I just ran into this photo as I was just going through my gallery. This photo was taken back in 2013. That's Like a decade ago. I had to remember this was me😂 . Anyway, seeing this photo made me remember so many experiences I had when I was being welcomed to the world out here after completing highschool and moving out of my parent's home.
I remembered one particular experience that I thought I should share it here. There was this guy who thought I was old enough to be his wife. I guess he was in his fourth year campus at the time. So he told me, I am beautiful to his standards. However, there was something he wanted me to adjust so that I could become the perfect girl for him. You can imagine someone telling you that "you're beautiful, But....." The word BUT disqualifies anything the person had said no matter how well one tries to put it.
His issue was that he wanted me to bleach my skin and become as brown as Rihanna. He said that I was brown but not the brown he liked for he saw that I was somehow chocolate. He said he was willing to pay for everything that the process would require. He added that since I was already "chocolate" the process would not be a struggle compared to a dark person bleaching. All this time I was just looking at him. I had never been disgusted by a person that much. Mind you the guy was as dark as "just before dawn" Like dark dark.
In my mind I was like "why don't you get the Rihanna brown type of lady instead of all this struggles? Why can't you bleach your skin instead and leave dark ladies alone? Anyway, I told him I couldn't meet his demands he should continue with his search. Again, I was still so young then. I did "Block and Delete" and that was all. There was nothing for me to think about then as I never had any complexion issues growing up. I think brown girls would be considered beautiful among peers so on matters complexion I had no esteem issues. So that incident came as a shocker to me.
Now coming to think of it after I have acquired the knowledge of how emotionally wounded individuals compensate for the areas they feel they have failed, I understood where that person was coming from.
COMPENSATION is a defense mechanism where a person is unconsciously desperate to overachieve in one area as compensation of failures in another. It is a psychological strategy that a person uses to disguise their inadequacies, stresses and frustrations. The defense mechanism has negative effects as it does not help the individual heal the root of their struggles but only protects them from the anxiety and what they feel is a threat to their sense of self.
Using the analogy of my experience with that person, I realize that he had feelings of inadequacy with his dark complexion. He might have been bullied as a child for being that dark. He might therefore had grown up hating his complexion to a point that he would change it if he can. His defense mechanism was to compensate that feeling of inadequacy by being with an extremely brown lady. He would not feel complete until he is with such a woman. Compensation is risky in such a situation as the person may overlook other necessary qualities in a person as long as he satisfies his sense of self with a compensation of a partner with a complexion opposite from his.

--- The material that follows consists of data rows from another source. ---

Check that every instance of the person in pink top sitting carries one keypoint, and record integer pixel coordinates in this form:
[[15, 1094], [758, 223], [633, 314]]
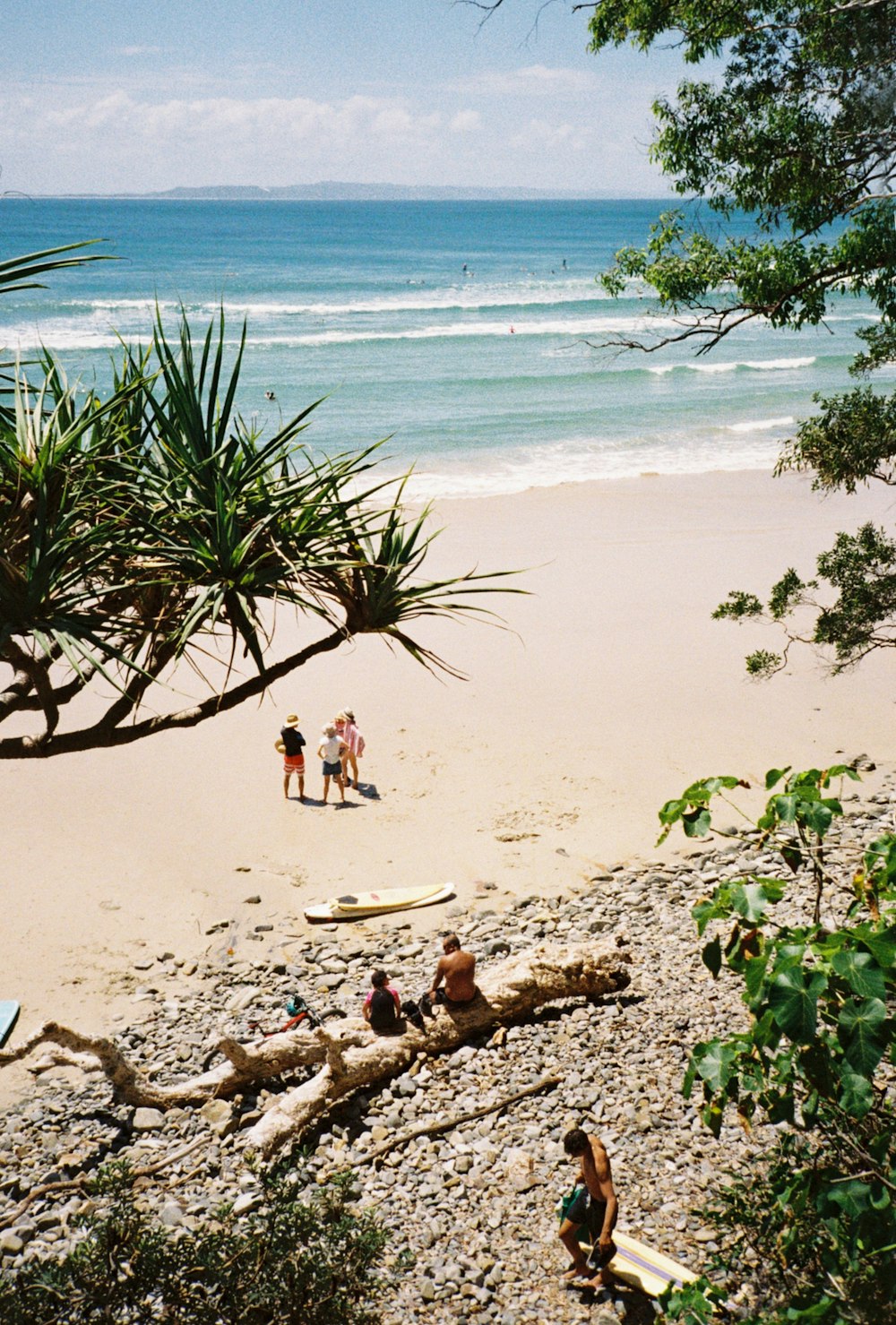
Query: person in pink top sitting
[[354, 742], [382, 1006]]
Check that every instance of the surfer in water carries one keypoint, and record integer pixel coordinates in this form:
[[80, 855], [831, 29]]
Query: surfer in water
[[594, 1205]]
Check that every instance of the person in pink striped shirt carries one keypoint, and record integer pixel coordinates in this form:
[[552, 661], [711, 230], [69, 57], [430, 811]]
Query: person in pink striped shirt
[[349, 733]]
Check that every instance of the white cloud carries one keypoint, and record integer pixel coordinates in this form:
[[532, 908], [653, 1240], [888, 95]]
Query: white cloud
[[465, 122], [531, 81], [264, 119], [544, 135]]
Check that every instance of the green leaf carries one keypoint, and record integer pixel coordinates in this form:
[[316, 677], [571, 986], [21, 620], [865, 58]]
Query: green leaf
[[696, 823], [754, 976], [857, 1096], [794, 1001], [752, 899], [819, 816], [862, 973], [852, 1197], [859, 1029], [793, 856], [880, 943], [712, 957], [785, 808], [715, 1063]]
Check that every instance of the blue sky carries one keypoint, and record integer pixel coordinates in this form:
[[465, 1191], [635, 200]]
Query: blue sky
[[109, 97]]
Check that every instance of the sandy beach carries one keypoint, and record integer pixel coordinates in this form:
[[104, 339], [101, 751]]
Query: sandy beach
[[608, 689]]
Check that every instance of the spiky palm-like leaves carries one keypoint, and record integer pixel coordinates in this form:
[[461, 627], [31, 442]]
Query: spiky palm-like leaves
[[158, 525]]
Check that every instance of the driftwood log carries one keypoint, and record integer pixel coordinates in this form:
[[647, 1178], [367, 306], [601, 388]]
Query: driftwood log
[[348, 1055]]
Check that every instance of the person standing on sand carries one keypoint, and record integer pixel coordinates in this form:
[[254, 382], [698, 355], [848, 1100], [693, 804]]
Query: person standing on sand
[[592, 1205], [290, 742], [458, 968], [331, 752], [346, 729]]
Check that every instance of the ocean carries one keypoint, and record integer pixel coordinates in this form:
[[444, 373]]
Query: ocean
[[468, 334]]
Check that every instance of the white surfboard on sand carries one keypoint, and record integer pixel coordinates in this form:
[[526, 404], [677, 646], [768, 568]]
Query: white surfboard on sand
[[379, 902], [8, 1018], [643, 1267]]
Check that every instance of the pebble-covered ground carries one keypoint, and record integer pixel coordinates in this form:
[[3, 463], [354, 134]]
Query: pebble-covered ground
[[476, 1206]]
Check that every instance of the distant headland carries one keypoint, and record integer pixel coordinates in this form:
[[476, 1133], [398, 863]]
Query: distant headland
[[337, 191]]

This is what happens when a person does not heal their childhood traumas. They spend their life compensating for what they never had in childhood. Unless one addresses the root of their struggles, they live compensating and never get satisfied. As painful as it might be, one must be intentional and address their wounds inflicted in them growing up.
Again, parents should make sure that they are emotionally available to their children. Providing an emotional safe place for children whereby they do not feel inadequate due to things they cannot change. This prevents a child from growing up wounded and end up struggling as an adult.
Are you compensating an area you grew up feeling inadequate?
Heal and our future generations will be less wounded.
#joyinsights
I applaud you for the courage and confidence you displayed in dealing with this brother; your parents did a good job raising you. It was his loss indeed! God created us as beautiful and unique individual and for all His creation, He exclaimed, "it was good"!